The next smart move I'd love to see from Microsoft is similar to Apple's adoption of BSD as their base OS with the introduction of OSX, an adoption of Linux as the base Microsoft OS. They could stop wasting money on systems programming and focus on the UI and apps which is where they make their money anyway. Wine has come a long way with Microsoft's direct help it could support all of the existing Microsoft apps.
Because NT, as in modern NT, is pretty damn sophisticated. Switching to Linux really wouldn't be a step up for Microsoft.
As I said before, it's the crap that's been bolted on that really makes Windows feel like a dinosaur. It's the decades - literally decades - of backwards comparability, the lack of a proper package management system and the free reign that developers gets that makes Windows a mess. It's the multiple shells that try to coexist or the feature bloat of pass releases or even Microsofts past tendency to reinvent the desktop every few years rather than introduce incremental improvements. This is all issues independent of the kernel, syscalls etc - i.e. All issues Microsoft would have to address regardless of which core they chose to run. So switching to Linux wouldn't help them. If anything it would just make things worse because they would forgo the stable graphics ABIs in NT for the uncertainty that is Linuxes display server wars. They'd forgo their stable Win32 APIs and other libraries for WINE. They'd have to reinvent DirectX - who's support in WINE is several generations behind - and have to battle with the appalling state of Linuxes graphics card drivers.
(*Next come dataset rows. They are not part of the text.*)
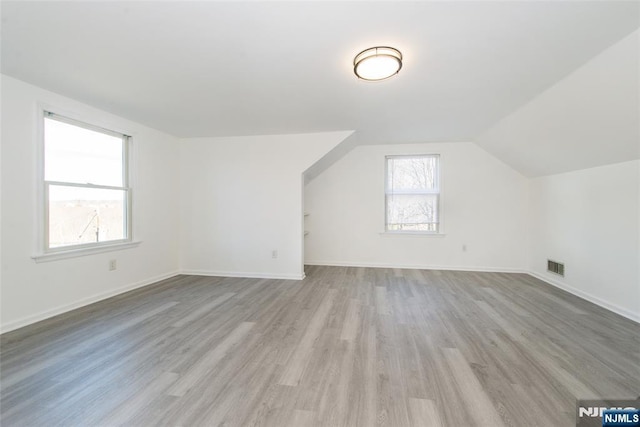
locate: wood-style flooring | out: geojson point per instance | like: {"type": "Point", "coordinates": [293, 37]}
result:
{"type": "Point", "coordinates": [344, 347]}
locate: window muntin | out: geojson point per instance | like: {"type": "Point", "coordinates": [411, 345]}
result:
{"type": "Point", "coordinates": [412, 195]}
{"type": "Point", "coordinates": [86, 190]}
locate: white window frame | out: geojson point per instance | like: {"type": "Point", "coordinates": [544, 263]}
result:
{"type": "Point", "coordinates": [439, 227]}
{"type": "Point", "coordinates": [43, 251]}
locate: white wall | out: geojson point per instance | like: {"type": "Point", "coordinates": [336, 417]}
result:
{"type": "Point", "coordinates": [563, 128]}
{"type": "Point", "coordinates": [33, 291]}
{"type": "Point", "coordinates": [484, 208]}
{"type": "Point", "coordinates": [242, 198]}
{"type": "Point", "coordinates": [590, 220]}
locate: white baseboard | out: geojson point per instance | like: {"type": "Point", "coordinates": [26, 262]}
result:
{"type": "Point", "coordinates": [574, 291]}
{"type": "Point", "coordinates": [28, 320]}
{"type": "Point", "coordinates": [416, 267]}
{"type": "Point", "coordinates": [586, 296]}
{"type": "Point", "coordinates": [243, 274]}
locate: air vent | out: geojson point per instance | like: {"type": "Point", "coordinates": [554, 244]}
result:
{"type": "Point", "coordinates": [555, 267]}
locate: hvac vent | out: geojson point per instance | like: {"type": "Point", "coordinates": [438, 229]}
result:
{"type": "Point", "coordinates": [555, 267]}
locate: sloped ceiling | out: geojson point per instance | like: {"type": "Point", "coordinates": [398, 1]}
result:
{"type": "Point", "coordinates": [590, 118]}
{"type": "Point", "coordinates": [245, 68]}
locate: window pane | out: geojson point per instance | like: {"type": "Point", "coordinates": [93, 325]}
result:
{"type": "Point", "coordinates": [412, 173]}
{"type": "Point", "coordinates": [79, 215]}
{"type": "Point", "coordinates": [412, 212]}
{"type": "Point", "coordinates": [79, 155]}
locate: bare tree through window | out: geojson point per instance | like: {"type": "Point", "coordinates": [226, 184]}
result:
{"type": "Point", "coordinates": [413, 193]}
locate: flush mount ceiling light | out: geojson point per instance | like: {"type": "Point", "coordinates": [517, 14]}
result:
{"type": "Point", "coordinates": [377, 63]}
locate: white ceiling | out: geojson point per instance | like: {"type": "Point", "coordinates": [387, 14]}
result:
{"type": "Point", "coordinates": [243, 68]}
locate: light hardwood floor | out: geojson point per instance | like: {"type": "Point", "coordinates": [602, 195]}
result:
{"type": "Point", "coordinates": [344, 347]}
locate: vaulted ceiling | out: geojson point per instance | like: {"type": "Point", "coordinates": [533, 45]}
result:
{"type": "Point", "coordinates": [245, 68]}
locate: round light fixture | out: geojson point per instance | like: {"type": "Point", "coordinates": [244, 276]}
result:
{"type": "Point", "coordinates": [377, 63]}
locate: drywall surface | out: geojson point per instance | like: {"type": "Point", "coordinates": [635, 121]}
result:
{"type": "Point", "coordinates": [563, 129]}
{"type": "Point", "coordinates": [483, 213]}
{"type": "Point", "coordinates": [241, 203]}
{"type": "Point", "coordinates": [590, 220]}
{"type": "Point", "coordinates": [32, 291]}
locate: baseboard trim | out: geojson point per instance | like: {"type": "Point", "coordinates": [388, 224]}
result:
{"type": "Point", "coordinates": [416, 267]}
{"type": "Point", "coordinates": [587, 296]}
{"type": "Point", "coordinates": [28, 320]}
{"type": "Point", "coordinates": [555, 283]}
{"type": "Point", "coordinates": [245, 275]}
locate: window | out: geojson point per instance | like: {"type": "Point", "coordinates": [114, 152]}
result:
{"type": "Point", "coordinates": [413, 193]}
{"type": "Point", "coordinates": [87, 199]}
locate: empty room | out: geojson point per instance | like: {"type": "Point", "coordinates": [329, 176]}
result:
{"type": "Point", "coordinates": [320, 213]}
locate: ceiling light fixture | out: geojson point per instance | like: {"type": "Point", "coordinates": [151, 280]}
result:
{"type": "Point", "coordinates": [377, 63]}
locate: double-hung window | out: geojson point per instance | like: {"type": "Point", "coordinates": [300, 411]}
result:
{"type": "Point", "coordinates": [87, 199]}
{"type": "Point", "coordinates": [413, 193]}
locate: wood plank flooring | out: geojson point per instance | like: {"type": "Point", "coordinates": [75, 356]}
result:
{"type": "Point", "coordinates": [344, 347]}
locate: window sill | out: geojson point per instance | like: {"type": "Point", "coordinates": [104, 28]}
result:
{"type": "Point", "coordinates": [410, 234]}
{"type": "Point", "coordinates": [75, 253]}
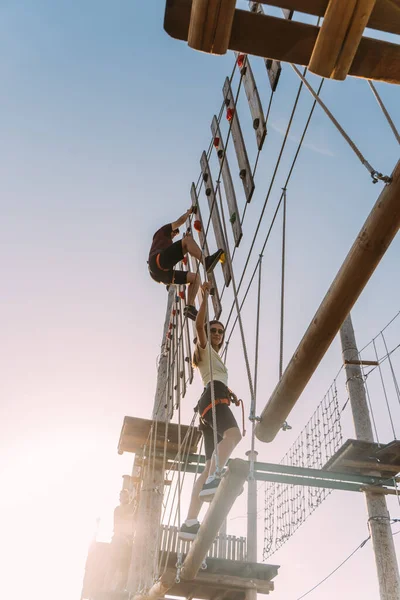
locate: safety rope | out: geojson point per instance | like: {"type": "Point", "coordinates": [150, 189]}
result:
{"type": "Point", "coordinates": [384, 110]}
{"type": "Point", "coordinates": [395, 382]}
{"type": "Point", "coordinates": [384, 391]}
{"type": "Point", "coordinates": [213, 409]}
{"type": "Point", "coordinates": [376, 176]}
{"type": "Point", "coordinates": [282, 284]}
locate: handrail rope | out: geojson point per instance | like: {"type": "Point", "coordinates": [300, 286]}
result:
{"type": "Point", "coordinates": [269, 190]}
{"type": "Point", "coordinates": [384, 392]}
{"type": "Point", "coordinates": [364, 380]}
{"type": "Point", "coordinates": [282, 284]}
{"type": "Point", "coordinates": [384, 110]}
{"type": "Point", "coordinates": [374, 174]}
{"type": "Point", "coordinates": [278, 206]}
{"type": "Point", "coordinates": [252, 416]}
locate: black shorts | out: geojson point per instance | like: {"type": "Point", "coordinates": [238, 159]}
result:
{"type": "Point", "coordinates": [161, 265]}
{"type": "Point", "coordinates": [224, 416]}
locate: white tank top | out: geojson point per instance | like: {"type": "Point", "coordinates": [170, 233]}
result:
{"type": "Point", "coordinates": [219, 370]}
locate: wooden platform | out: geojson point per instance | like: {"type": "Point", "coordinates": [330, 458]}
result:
{"type": "Point", "coordinates": [366, 458]}
{"type": "Point", "coordinates": [135, 435]}
{"type": "Point", "coordinates": [294, 41]}
{"type": "Point", "coordinates": [224, 578]}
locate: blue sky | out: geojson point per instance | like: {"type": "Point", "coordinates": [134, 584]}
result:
{"type": "Point", "coordinates": [104, 119]}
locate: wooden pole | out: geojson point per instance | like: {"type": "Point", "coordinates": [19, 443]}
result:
{"type": "Point", "coordinates": [331, 36]}
{"type": "Point", "coordinates": [378, 515]}
{"type": "Point", "coordinates": [371, 244]}
{"type": "Point", "coordinates": [210, 25]}
{"type": "Point", "coordinates": [145, 547]}
{"type": "Point", "coordinates": [339, 37]}
{"type": "Point", "coordinates": [353, 37]}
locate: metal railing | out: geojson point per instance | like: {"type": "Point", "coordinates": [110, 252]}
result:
{"type": "Point", "coordinates": [228, 547]}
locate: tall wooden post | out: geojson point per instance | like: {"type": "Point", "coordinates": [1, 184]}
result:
{"type": "Point", "coordinates": [145, 548]}
{"type": "Point", "coordinates": [378, 515]}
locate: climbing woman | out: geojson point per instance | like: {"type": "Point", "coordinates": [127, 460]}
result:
{"type": "Point", "coordinates": [227, 429]}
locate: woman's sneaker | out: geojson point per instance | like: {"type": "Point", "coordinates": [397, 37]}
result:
{"type": "Point", "coordinates": [190, 312]}
{"type": "Point", "coordinates": [208, 490]}
{"type": "Point", "coordinates": [212, 261]}
{"type": "Point", "coordinates": [188, 533]}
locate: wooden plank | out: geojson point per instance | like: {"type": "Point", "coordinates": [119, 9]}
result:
{"type": "Point", "coordinates": [273, 67]}
{"type": "Point", "coordinates": [234, 216]}
{"type": "Point", "coordinates": [353, 38]}
{"type": "Point", "coordinates": [245, 173]}
{"type": "Point", "coordinates": [210, 25]}
{"type": "Point", "coordinates": [253, 98]}
{"type": "Point", "coordinates": [384, 17]}
{"type": "Point", "coordinates": [215, 216]}
{"type": "Point", "coordinates": [290, 41]}
{"type": "Point", "coordinates": [375, 237]}
{"type": "Point", "coordinates": [204, 244]}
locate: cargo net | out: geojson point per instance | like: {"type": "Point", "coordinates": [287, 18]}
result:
{"type": "Point", "coordinates": [288, 506]}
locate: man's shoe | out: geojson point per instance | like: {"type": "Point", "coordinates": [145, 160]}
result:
{"type": "Point", "coordinates": [211, 261]}
{"type": "Point", "coordinates": [208, 490]}
{"type": "Point", "coordinates": [190, 312]}
{"type": "Point", "coordinates": [188, 533]}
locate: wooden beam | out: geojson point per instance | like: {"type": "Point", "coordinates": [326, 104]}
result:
{"type": "Point", "coordinates": [223, 501]}
{"type": "Point", "coordinates": [289, 41]}
{"type": "Point", "coordinates": [371, 244]}
{"type": "Point", "coordinates": [353, 38]}
{"type": "Point", "coordinates": [331, 36]}
{"type": "Point", "coordinates": [385, 15]}
{"type": "Point", "coordinates": [210, 25]}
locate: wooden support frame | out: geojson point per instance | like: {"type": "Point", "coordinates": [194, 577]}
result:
{"type": "Point", "coordinates": [234, 216]}
{"type": "Point", "coordinates": [273, 67]}
{"type": "Point", "coordinates": [214, 211]}
{"type": "Point", "coordinates": [245, 173]}
{"type": "Point", "coordinates": [384, 17]}
{"type": "Point", "coordinates": [371, 244]}
{"type": "Point", "coordinates": [253, 98]}
{"type": "Point", "coordinates": [339, 37]}
{"type": "Point", "coordinates": [204, 244]}
{"type": "Point", "coordinates": [293, 42]}
{"type": "Point", "coordinates": [210, 25]}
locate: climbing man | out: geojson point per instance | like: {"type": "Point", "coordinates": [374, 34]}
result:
{"type": "Point", "coordinates": [165, 254]}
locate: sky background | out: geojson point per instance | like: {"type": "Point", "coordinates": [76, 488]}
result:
{"type": "Point", "coordinates": [103, 122]}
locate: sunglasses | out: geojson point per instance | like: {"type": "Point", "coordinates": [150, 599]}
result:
{"type": "Point", "coordinates": [215, 330]}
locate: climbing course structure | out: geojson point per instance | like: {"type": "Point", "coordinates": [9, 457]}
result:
{"type": "Point", "coordinates": [216, 565]}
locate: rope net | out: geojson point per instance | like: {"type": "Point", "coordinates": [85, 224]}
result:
{"type": "Point", "coordinates": [286, 506]}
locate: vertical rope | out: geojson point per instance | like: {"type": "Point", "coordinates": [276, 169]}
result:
{"type": "Point", "coordinates": [384, 110]}
{"type": "Point", "coordinates": [282, 284]}
{"type": "Point", "coordinates": [384, 390]}
{"type": "Point", "coordinates": [228, 256]}
{"type": "Point", "coordinates": [396, 385]}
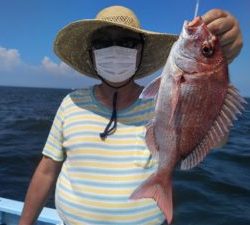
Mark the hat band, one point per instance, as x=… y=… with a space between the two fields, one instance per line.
x=125 y=20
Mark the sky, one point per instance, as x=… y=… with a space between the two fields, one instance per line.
x=28 y=29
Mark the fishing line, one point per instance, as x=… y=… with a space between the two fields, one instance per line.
x=196 y=8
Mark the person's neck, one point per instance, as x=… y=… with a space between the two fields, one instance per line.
x=127 y=94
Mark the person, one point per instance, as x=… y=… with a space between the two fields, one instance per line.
x=95 y=153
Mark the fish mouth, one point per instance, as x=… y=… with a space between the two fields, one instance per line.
x=190 y=27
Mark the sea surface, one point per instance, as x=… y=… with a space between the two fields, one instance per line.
x=216 y=192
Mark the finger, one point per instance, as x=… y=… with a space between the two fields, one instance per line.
x=232 y=50
x=221 y=25
x=229 y=36
x=213 y=15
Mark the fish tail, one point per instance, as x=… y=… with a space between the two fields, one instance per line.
x=160 y=191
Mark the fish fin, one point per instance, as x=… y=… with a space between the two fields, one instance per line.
x=151 y=90
x=150 y=140
x=233 y=104
x=176 y=93
x=158 y=189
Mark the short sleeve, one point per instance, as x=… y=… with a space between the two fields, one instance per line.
x=53 y=147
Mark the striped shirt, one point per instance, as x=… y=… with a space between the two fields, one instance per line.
x=98 y=176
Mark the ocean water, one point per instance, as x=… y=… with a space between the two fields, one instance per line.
x=216 y=192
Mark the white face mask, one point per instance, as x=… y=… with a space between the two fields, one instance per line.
x=115 y=63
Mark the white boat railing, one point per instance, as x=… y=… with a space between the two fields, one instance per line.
x=10 y=211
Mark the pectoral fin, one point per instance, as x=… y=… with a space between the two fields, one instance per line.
x=151 y=90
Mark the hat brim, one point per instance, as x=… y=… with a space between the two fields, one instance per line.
x=72 y=45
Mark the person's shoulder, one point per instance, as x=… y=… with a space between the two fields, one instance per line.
x=78 y=94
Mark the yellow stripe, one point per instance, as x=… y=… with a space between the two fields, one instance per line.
x=104 y=152
x=124 y=130
x=51 y=148
x=96 y=140
x=118 y=178
x=108 y=205
x=100 y=217
x=107 y=217
x=103 y=165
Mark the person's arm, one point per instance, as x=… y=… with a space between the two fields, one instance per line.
x=227 y=29
x=41 y=185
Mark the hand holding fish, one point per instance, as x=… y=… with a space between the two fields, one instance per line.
x=227 y=29
x=195 y=102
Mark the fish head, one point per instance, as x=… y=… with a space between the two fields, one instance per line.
x=197 y=49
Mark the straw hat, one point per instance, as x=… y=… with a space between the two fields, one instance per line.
x=72 y=42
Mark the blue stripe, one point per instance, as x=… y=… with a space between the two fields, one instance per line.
x=137 y=222
x=127 y=115
x=98 y=197
x=115 y=211
x=50 y=154
x=96 y=133
x=55 y=137
x=120 y=185
x=105 y=146
x=86 y=122
x=54 y=126
x=104 y=171
x=97 y=158
x=57 y=147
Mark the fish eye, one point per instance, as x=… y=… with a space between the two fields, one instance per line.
x=207 y=50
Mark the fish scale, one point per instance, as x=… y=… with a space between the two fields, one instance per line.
x=195 y=108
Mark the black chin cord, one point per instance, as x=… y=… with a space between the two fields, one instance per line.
x=113 y=120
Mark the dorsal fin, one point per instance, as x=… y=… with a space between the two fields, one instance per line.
x=233 y=104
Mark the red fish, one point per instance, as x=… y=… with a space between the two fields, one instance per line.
x=195 y=107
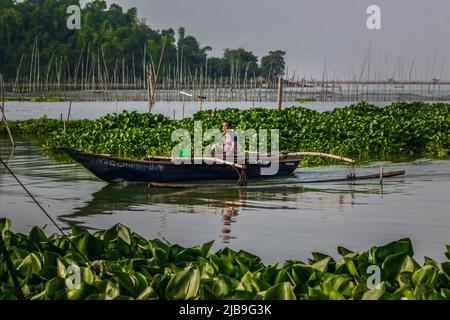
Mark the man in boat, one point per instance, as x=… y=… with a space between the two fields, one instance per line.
x=229 y=142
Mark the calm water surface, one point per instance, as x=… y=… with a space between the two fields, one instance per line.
x=286 y=219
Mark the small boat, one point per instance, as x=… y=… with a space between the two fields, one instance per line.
x=163 y=169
And that's just scratching the surface of the problems they'd face.
I do love Linux and find Windows to be a hateful platform, but pragmatically Windows switching away from NT would be the dumbest thing Microsoft could do. NT simply isn't an issue.
I also know that I do not look forward to a world with only one dominant desktop/server OS kernel. We need competition here and Microsoft adopting Linux would ruin that.
I doubt that will happen. There are innumerable man-hours of engineering sunk into Windows, and it has made them lots of money. Unless there were compelling proof that continuing to develop and support Windows was costing them money, and endangering other profitable revenue streams, Microsoft will likely keep Windows alive.
Apart from reducing OS bingo (no need to deploy Windows to run SQL Server alongside whatever non-Windows OS you use to run your apps on), what is the selling point?
I assume it runs on x86 processors. If I do everything wrong and end up needing a ridiculously powerful machine I can check IBM's POWER-based boxes or Oracle's SPARC machines that run MySQL or PostgreSQL (or Mongo or anything else) and scale vertically well beyond the largest Xeon boxes. But those won't run SQL Server. Being that the case, why not Windows?
Windows licenses cost. Also if you are running your other stuff completely on Linux, having to setup Windows boxes just for the SQL Server can be bit inconvenient. I see this as a companion to the multiplatform .NET. Now you can run a Microsoft shop without running Windows.
So how do I add a sql server instance in a container with an average of 300 million rows per table and a db of average size of maybe 3 tb and not have io issues? Containers do not seem to scale to enterprise besides nosql type operations of let's commit later.
Thanks! As of yesterday I was looking to find a way to install it on Ubuntu. I finally chose to use TeamViewer on my home PC but my database didn't connect. I'll try this instead.
Hi mmargerum -
We have a Microsoft engineer contributing to the tedious project now. Let us know what you want to see in our new gitter room:
https://gitter.im/mssqldev/Lobby
no announcement of support for mssqlstudio on other platforms yet though right? still, this is excellent - I love my postgres but having mssql on linux is a great option.
It's commercial, privately licensed software... that said, the out of the box defaults for MSSQL perform better than most databases, with features far easier to configure. I've been hoping for this for a long while... much better for most use cases than Oracle.